Casey Stands With Its NPU-V Neighbors on Housing in Atlanta
With Casey Foundation funding, the Atlanta Volunteer Lawyers Foundation (AVLF) is expanding its Standing With Our Neighbors initiative to ensure more NPU‑V residents have access to rental housing that is affordable, safe and stable.
Too many low-income families struggle to secure housing that meets their needs and end up paying a significant portion of their monthly income on rent. The Harvard Joint Center for Housing Studies found that in 2014, a record 21.3 million renters spent more than 30% of their income on housing costs.
Housing insecurity is particularly magnified in Atlanta, where more than half of residents are renters. After the Great Recession, large investment firms and private equity companies bought foreclosed homes across the region and turned them into rental properties. Now, these landlords are evicting renters at rates that are sometimes twice as much as smaller owners, especially in predominately African-American neighborhoods such as East Point, where half of the households in the 30344 ZIP code had eviction notices filed against them.
Recognizing the negative effects this can have on schools and communities, AVLF launched Standing with Our Neighbors in September 2016 to provide families in Thomasville Heights with free legal counsel and other supports to help them navigate difficult landlord-tenant issues including forced evictions, mold and utility shutoffs.
Learn more about Standing with Our Neighbors
In the first 100 days, AVLF and its volunteer attorneys have provided more than 40 families with a variety of housing supports. It has stopped 14 evictions, provided free legal representation to more than 20 families needing critical repairs to their units and helped five families avoid a service shutoff by paying past-due utility bills.

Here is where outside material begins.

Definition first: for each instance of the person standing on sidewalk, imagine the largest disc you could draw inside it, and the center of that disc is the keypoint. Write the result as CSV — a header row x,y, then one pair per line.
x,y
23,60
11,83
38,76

AVLF is set to expand into several other communities across southwest Atlanta in 2017, continuing its work to improve resident health, reduce school enrollment turnover and enhance student attendance and performance. AVLF has already secured agreements to operate in three local schools — Dunbar Elementary, the Kindezi School at Gideons and D.H. Stanton Elementary — and has engaged several residents to participate in an advisory committee, including mothers with children in these schools who rent homes in Peoplestown, Mechanicsville and Pittsburgh.